= Karl Buchwald =

German politician and trade unionist

Karl Buchwald (1889 – ?) was a German politician and trade unionist.

Buchwald was born in a working-class family in the Galician town of Auschwitz on December 4, 1889. He became a trade unionist in 1907. On February 2, 1919, he joined the Independent Social Democratic Party of Germany (USPD) and became the local party chairman in Königshütte (present-day Chorzów in Poland). He became a functionary of the German Metal Workers' Union (DMV) in July 1920, serving as the vice area director. 1922–1935 he served as in different posts in the union in Eastern Upper Silesia, eventually becoming the secretary of the regional unit.

Following the integration of Upper Silesia into Poland, Buchwald became a member of the German Social Democratic Party of Poland (DSDP). He was elected to the Silesian Sejm in 1922, and in the Sejm he joined the German Club. In 1926 he joined the club of the Polish Socialist Party (PPS) instead. Between 1930 and 1935 he served as a member of the Upper Silesia party leadership of the German Socialist Labour Party of Poland (DSAP).

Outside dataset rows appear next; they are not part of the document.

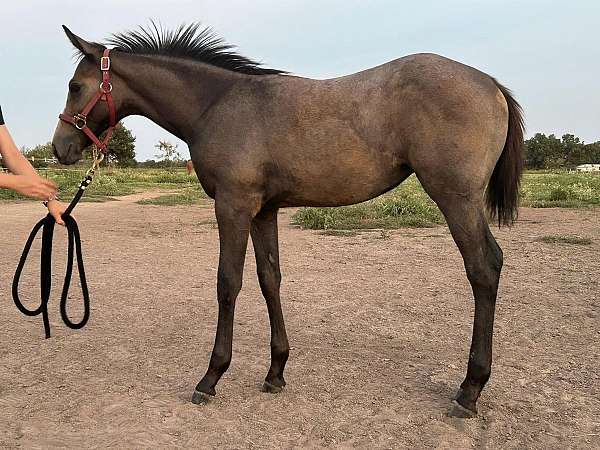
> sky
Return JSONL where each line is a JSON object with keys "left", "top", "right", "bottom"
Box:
{"left": 0, "top": 0, "right": 598, "bottom": 161}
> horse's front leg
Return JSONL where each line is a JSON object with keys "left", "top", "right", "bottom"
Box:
{"left": 192, "top": 194, "right": 258, "bottom": 404}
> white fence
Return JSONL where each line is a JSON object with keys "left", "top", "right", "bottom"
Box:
{"left": 1, "top": 156, "right": 60, "bottom": 173}
{"left": 0, "top": 156, "right": 58, "bottom": 164}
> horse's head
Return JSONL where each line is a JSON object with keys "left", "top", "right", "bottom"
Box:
{"left": 52, "top": 26, "right": 122, "bottom": 165}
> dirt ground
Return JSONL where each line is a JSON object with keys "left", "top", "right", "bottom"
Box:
{"left": 0, "top": 194, "right": 598, "bottom": 449}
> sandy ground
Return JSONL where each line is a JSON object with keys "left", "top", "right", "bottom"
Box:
{"left": 0, "top": 194, "right": 598, "bottom": 449}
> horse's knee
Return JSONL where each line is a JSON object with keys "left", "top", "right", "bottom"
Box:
{"left": 257, "top": 253, "right": 281, "bottom": 299}
{"left": 217, "top": 269, "right": 242, "bottom": 301}
{"left": 257, "top": 266, "right": 281, "bottom": 290}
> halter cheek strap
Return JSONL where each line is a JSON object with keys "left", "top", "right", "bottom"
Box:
{"left": 59, "top": 48, "right": 117, "bottom": 154}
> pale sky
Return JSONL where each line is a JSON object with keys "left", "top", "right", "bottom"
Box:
{"left": 0, "top": 0, "right": 598, "bottom": 160}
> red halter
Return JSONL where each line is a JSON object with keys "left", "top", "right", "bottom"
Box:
{"left": 59, "top": 48, "right": 117, "bottom": 154}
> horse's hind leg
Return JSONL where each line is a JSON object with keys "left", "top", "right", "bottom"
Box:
{"left": 250, "top": 208, "right": 290, "bottom": 393}
{"left": 421, "top": 185, "right": 503, "bottom": 417}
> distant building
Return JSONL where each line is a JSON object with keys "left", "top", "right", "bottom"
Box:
{"left": 576, "top": 164, "right": 600, "bottom": 172}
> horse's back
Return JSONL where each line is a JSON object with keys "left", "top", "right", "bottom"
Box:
{"left": 198, "top": 53, "right": 509, "bottom": 207}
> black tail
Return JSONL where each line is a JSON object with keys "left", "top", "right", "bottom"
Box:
{"left": 486, "top": 79, "right": 525, "bottom": 226}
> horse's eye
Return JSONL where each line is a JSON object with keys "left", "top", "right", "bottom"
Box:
{"left": 69, "top": 82, "right": 81, "bottom": 94}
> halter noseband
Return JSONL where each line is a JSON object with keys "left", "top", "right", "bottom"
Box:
{"left": 59, "top": 48, "right": 117, "bottom": 154}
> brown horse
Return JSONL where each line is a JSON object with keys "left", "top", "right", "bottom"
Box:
{"left": 186, "top": 160, "right": 195, "bottom": 176}
{"left": 52, "top": 23, "right": 524, "bottom": 417}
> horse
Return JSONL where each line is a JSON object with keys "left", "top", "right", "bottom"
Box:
{"left": 186, "top": 160, "right": 195, "bottom": 176}
{"left": 52, "top": 23, "right": 524, "bottom": 418}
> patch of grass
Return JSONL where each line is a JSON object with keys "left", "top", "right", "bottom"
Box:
{"left": 136, "top": 188, "right": 206, "bottom": 205}
{"left": 79, "top": 196, "right": 118, "bottom": 203}
{"left": 376, "top": 230, "right": 392, "bottom": 240}
{"left": 0, "top": 168, "right": 202, "bottom": 202}
{"left": 536, "top": 235, "right": 593, "bottom": 245}
{"left": 292, "top": 176, "right": 444, "bottom": 230}
{"left": 110, "top": 168, "right": 196, "bottom": 185}
{"left": 294, "top": 171, "right": 600, "bottom": 231}
{"left": 520, "top": 172, "right": 600, "bottom": 208}
{"left": 319, "top": 230, "right": 360, "bottom": 237}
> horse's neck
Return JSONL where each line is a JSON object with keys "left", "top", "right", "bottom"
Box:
{"left": 114, "top": 53, "right": 239, "bottom": 143}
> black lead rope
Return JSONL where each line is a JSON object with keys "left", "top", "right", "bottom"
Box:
{"left": 12, "top": 174, "right": 94, "bottom": 338}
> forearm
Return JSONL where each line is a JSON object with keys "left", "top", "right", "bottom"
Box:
{"left": 0, "top": 125, "right": 38, "bottom": 177}
{"left": 0, "top": 172, "right": 18, "bottom": 190}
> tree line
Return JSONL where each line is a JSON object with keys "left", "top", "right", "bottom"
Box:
{"left": 12, "top": 125, "right": 600, "bottom": 170}
{"left": 525, "top": 133, "right": 600, "bottom": 169}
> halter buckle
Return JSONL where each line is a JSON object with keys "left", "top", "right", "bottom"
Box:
{"left": 74, "top": 114, "right": 87, "bottom": 130}
{"left": 100, "top": 56, "right": 110, "bottom": 71}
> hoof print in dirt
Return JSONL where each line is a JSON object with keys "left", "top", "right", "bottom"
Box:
{"left": 261, "top": 381, "right": 284, "bottom": 394}
{"left": 448, "top": 400, "right": 477, "bottom": 419}
{"left": 191, "top": 390, "right": 213, "bottom": 405}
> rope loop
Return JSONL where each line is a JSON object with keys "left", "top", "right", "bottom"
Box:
{"left": 12, "top": 173, "right": 93, "bottom": 338}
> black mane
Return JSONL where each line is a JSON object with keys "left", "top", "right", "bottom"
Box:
{"left": 104, "top": 22, "right": 286, "bottom": 76}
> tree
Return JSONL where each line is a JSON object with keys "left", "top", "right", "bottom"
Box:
{"left": 523, "top": 133, "right": 594, "bottom": 169}
{"left": 154, "top": 140, "right": 183, "bottom": 166}
{"left": 583, "top": 142, "right": 600, "bottom": 164}
{"left": 22, "top": 142, "right": 55, "bottom": 167}
{"left": 24, "top": 142, "right": 54, "bottom": 159}
{"left": 102, "top": 124, "right": 137, "bottom": 167}
{"left": 524, "top": 133, "right": 562, "bottom": 169}
{"left": 560, "top": 134, "right": 585, "bottom": 168}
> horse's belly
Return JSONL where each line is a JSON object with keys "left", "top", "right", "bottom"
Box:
{"left": 282, "top": 156, "right": 409, "bottom": 207}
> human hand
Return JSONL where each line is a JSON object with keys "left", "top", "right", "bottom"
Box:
{"left": 47, "top": 199, "right": 67, "bottom": 226}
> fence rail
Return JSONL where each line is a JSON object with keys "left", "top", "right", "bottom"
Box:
{"left": 0, "top": 156, "right": 59, "bottom": 163}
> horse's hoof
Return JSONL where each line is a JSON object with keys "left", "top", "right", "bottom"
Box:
{"left": 448, "top": 400, "right": 477, "bottom": 418}
{"left": 191, "top": 390, "right": 212, "bottom": 405}
{"left": 261, "top": 381, "right": 284, "bottom": 394}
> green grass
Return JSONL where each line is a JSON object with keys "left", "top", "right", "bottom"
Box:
{"left": 136, "top": 187, "right": 206, "bottom": 205}
{"left": 293, "top": 171, "right": 600, "bottom": 231}
{"left": 292, "top": 176, "right": 445, "bottom": 230}
{"left": 0, "top": 168, "right": 200, "bottom": 202}
{"left": 536, "top": 235, "right": 593, "bottom": 245}
{"left": 520, "top": 172, "right": 600, "bottom": 208}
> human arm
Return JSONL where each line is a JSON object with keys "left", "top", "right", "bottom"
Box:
{"left": 0, "top": 125, "right": 58, "bottom": 199}
{"left": 0, "top": 108, "right": 67, "bottom": 224}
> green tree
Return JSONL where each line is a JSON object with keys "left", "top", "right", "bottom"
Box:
{"left": 24, "top": 142, "right": 54, "bottom": 159}
{"left": 154, "top": 140, "right": 183, "bottom": 166}
{"left": 104, "top": 124, "right": 137, "bottom": 167}
{"left": 561, "top": 134, "right": 585, "bottom": 168}
{"left": 524, "top": 133, "right": 562, "bottom": 169}
{"left": 583, "top": 142, "right": 600, "bottom": 164}
{"left": 22, "top": 142, "right": 55, "bottom": 167}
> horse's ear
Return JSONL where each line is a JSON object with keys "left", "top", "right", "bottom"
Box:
{"left": 62, "top": 25, "right": 104, "bottom": 58}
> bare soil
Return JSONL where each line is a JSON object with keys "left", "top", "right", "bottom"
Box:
{"left": 0, "top": 195, "right": 598, "bottom": 449}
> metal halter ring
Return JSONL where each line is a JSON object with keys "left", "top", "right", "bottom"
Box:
{"left": 74, "top": 114, "right": 87, "bottom": 130}
{"left": 100, "top": 82, "right": 113, "bottom": 93}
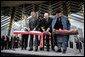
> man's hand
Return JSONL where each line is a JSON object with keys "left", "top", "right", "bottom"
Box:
{"left": 33, "top": 28, "right": 36, "bottom": 31}
{"left": 27, "top": 27, "right": 30, "bottom": 31}
{"left": 46, "top": 28, "right": 50, "bottom": 32}
{"left": 41, "top": 27, "right": 45, "bottom": 32}
{"left": 42, "top": 29, "right": 45, "bottom": 32}
{"left": 53, "top": 29, "right": 56, "bottom": 32}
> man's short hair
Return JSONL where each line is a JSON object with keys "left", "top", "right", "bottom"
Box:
{"left": 44, "top": 13, "right": 48, "bottom": 17}
{"left": 23, "top": 13, "right": 28, "bottom": 17}
{"left": 56, "top": 8, "right": 61, "bottom": 13}
{"left": 31, "top": 12, "right": 35, "bottom": 15}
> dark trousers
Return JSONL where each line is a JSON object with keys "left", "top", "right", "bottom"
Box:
{"left": 67, "top": 35, "right": 69, "bottom": 47}
{"left": 29, "top": 35, "right": 38, "bottom": 50}
{"left": 8, "top": 41, "right": 12, "bottom": 49}
{"left": 57, "top": 35, "right": 67, "bottom": 51}
{"left": 2, "top": 41, "right": 8, "bottom": 50}
{"left": 54, "top": 34, "right": 57, "bottom": 46}
{"left": 43, "top": 34, "right": 49, "bottom": 50}
{"left": 21, "top": 34, "right": 28, "bottom": 49}
{"left": 13, "top": 42, "right": 18, "bottom": 48}
{"left": 51, "top": 33, "right": 55, "bottom": 50}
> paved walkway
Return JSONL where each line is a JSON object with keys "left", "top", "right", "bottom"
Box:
{"left": 1, "top": 46, "right": 84, "bottom": 56}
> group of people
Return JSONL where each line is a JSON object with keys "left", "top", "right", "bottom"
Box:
{"left": 21, "top": 8, "right": 71, "bottom": 53}
{"left": 1, "top": 9, "right": 71, "bottom": 54}
{"left": 1, "top": 35, "right": 20, "bottom": 50}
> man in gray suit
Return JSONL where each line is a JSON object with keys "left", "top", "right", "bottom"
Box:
{"left": 28, "top": 12, "right": 38, "bottom": 51}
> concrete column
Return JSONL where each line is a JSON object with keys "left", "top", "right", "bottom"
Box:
{"left": 8, "top": 7, "right": 15, "bottom": 36}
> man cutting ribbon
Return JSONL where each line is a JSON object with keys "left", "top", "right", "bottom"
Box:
{"left": 51, "top": 8, "right": 71, "bottom": 53}
{"left": 40, "top": 13, "right": 52, "bottom": 51}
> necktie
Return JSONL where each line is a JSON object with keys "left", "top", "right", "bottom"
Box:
{"left": 58, "top": 17, "right": 60, "bottom": 22}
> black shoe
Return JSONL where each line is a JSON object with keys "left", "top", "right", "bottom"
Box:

In 1935 he broke away from the DSAP. The break with the party was provoked by developments in the trade union field. On March 3, 1935, a delegate conference of DMV in Upper Silesia was held at which Buchwald called for dissolving the union and merging with the Trade Union of German Workers in Poland (GDA) in its place (an initiative of the German Labour Front in Gleiwitz). Later the same month Buchwald was included in the GDA leadership.